Nowhere fast: The journey in and out of unsupported temporary accommodation

Published Thu 4 Feb 2016
This report shines a light on the predicament facing single homeless adults, who often struggle to access mainstream housing options and so end up cycling in and out of low-quality temporary accommodation, which has impacts on their health and creates future costs for local services.

Too many single homeless households do not get full state support to find a permanent place to live. The absence of housing options during times of personal crisis means that many single homeless adults are driven towards the most dreadful corners of the English housing market, forced to live in bed-and-breakfast accommodation, private hostels and short-stay houses in multiple occupation (known collectively as ‘unsupported temporary accommodation’). The physical and social conditions in these dwellings are often appalling. There is limited statutory control over who is placed or directed to the accommodation, and enforcement activity on the conditions of dwellings and quality of the management is often found wanting.

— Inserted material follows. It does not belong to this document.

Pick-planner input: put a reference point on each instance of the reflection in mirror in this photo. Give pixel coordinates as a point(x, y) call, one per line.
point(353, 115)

Part of the problem is that this is a group of hidden homeless households, and their plight and housing largely go unseen and undocumented. As a result there are no accurate estimates of the number of single homeless households living in B&Bs or good records of the number of bedspaces this sector provides. Previous estimates have suggested the problem is considerable: for instance, research by Shelter suggests that single homeless use of private B&Bs and hostels is 5–10 times greater than is reported in quarterly government data (see Credland 2004, Crisis 2006).

The practical and policy interventions in this report are structured around the four stages of a typical stay, with a view to providing support at each stage and breaking the cycle many people face as they move into, out of and back into unsupported temporary accommodation. We seek to repair the ‘control deficit’ that many tenants feel when they move into unsupported temporary accommodation, and also to build their experiences into a positive ‘feedback loop’ between tenants and local actors.

Rather than rely on the Westminster government’s agenda in this area, we propose local but system-wide changes designed to empower tenants to have more control over their own journey, and to have a positive impact on the health and wellbeing of the people who live in unsupported temporary accommodation.

Key recommendations

  • New formal, local bodies – temporary accommodation boards – should be established to bring together the activities of neighbouring housing authorities, public services and the homelessness sector. Partners should be mobilised to gather, share and monitor information about local bedspaces and the individuals living in them, to inform referrals and signposting towards appropriate accommodation.
  • Temporary accommodation boards should create and maintain live ‘greenlists’ of acceptable local bedspaces and ‘blacklists’ of unacceptable bedspaces using the data they gather and aggregate. Tenants should be offered detailed information about their options, while blacklists would be used primarily to stop tenants flowing into the worst-quality properties, and to incentivise landlords to make improvements.
  • A clear set of standards should be developed for the unsupported temporary accommodation submarket, and local authority housing teams should make full use of the new powers provided by the Housing and Planning Bill to aggressively target the temporary accommodation sector and improve or close down the poorest properties. Temporary accommodation boards should be charged with developing a single tenancy agreement for local bedspaces, setting out the rights and responsibilities of tenants and landlords, details of services and service changes, and a named point of contact for tenants in the event that issues arise at the property. And tenants should be supported to make complaints, including by allowing them to reclaim a proportion of the housing benefit previously paid to their landlord.
  • Arrangements should be put in place to ensure that proper placement and in-tenancy support exists to help individuals manage their stay and to prevent their cycling in and out of unsupported temporary accommodation. This should include ‘warm handovers’, where the person referring the individual goes with the tenant to check the condition of their new home and provide support with paperwork and settling in.